Swiss government set to change mobile phone roaming laws

A loophole which allows mobile phone companies to charge up to the nearest minute costs Swiss roaming customers up to CHF120 million per year.

Swiss government set to change mobile phone roaming laws
Photo: Depositphotos

The Swiss government plans on changing the law, according to a report in the Neue Zürcher Zeitung from Sunday. 

Currently, when Swiss mobile customers use their phones abroad, phone companies bill to the nearest minute – meaning that a call which takes one minute and three seconds will be billed for two minutes. 

Mobile phones: The best deals for foreigners in Switzerland

While this may not seem significant, given the already high costs of overseas roaming, the costs add up – and they’re getting higher and higher. 

Swiss communications minister Simonetta Sommaruga said that customers should not have to “pay for minutes and volumes of data they haven't consumed”. 

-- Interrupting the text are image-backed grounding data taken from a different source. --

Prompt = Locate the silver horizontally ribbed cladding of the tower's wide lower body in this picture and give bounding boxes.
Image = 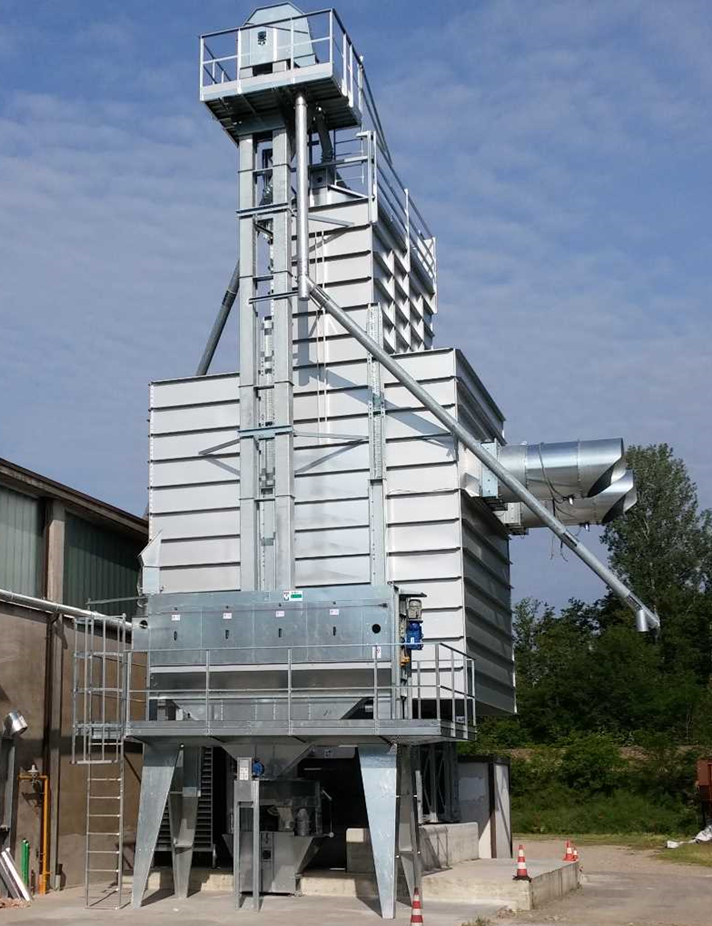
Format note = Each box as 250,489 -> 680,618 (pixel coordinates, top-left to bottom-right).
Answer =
150,348 -> 513,710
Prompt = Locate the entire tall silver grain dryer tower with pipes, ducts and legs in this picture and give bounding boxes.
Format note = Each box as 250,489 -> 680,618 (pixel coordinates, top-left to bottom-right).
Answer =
72,3 -> 657,918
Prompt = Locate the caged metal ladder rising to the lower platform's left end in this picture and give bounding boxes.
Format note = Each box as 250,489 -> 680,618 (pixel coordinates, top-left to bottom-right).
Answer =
72,614 -> 128,909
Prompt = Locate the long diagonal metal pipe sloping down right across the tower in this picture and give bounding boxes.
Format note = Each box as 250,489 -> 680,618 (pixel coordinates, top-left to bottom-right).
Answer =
309,280 -> 660,631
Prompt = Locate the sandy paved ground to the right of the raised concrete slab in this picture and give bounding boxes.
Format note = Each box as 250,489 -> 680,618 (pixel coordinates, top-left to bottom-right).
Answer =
510,840 -> 712,926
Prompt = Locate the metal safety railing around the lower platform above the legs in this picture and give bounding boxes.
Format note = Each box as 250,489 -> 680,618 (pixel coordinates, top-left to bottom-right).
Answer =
126,641 -> 476,739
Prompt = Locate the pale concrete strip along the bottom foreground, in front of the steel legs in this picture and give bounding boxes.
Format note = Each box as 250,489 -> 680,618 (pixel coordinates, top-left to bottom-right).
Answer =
2,888 -> 506,926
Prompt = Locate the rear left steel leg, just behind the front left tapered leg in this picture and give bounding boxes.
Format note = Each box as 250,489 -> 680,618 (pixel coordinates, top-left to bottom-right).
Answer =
168,746 -> 202,900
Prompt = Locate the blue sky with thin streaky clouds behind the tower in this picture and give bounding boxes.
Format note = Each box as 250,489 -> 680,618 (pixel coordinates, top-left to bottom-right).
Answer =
0,0 -> 712,603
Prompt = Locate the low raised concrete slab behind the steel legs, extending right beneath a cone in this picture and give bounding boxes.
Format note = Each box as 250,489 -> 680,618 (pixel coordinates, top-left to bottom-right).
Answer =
131,859 -> 580,911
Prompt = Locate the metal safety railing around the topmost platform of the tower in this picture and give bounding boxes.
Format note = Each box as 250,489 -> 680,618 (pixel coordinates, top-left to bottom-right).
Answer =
200,10 -> 364,111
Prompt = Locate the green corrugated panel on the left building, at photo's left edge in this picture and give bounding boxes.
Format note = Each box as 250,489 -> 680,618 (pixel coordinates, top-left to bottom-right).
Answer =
0,486 -> 43,595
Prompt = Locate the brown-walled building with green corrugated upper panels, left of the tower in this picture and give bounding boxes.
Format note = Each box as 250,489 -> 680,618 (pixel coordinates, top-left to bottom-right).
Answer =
0,459 -> 147,889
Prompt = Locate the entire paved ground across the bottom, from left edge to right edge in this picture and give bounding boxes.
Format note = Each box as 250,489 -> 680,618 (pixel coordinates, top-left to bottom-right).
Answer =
5,840 -> 712,926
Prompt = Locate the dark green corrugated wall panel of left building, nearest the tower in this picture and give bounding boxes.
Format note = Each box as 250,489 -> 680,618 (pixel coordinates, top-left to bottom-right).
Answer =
64,515 -> 142,614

The proposal is to force companies to bill per second, bringing costs in line with the amount actually called. 

Figures from 2018 show that Swiss mobile customers were charged 69 million francs more than they should have been according to their call time – almost a third more than what they should have paid. 

The costs were even higher in 2019, approximately CHF120 million. 

As reported in the NZZ telecommunications companies are against the proposed changes.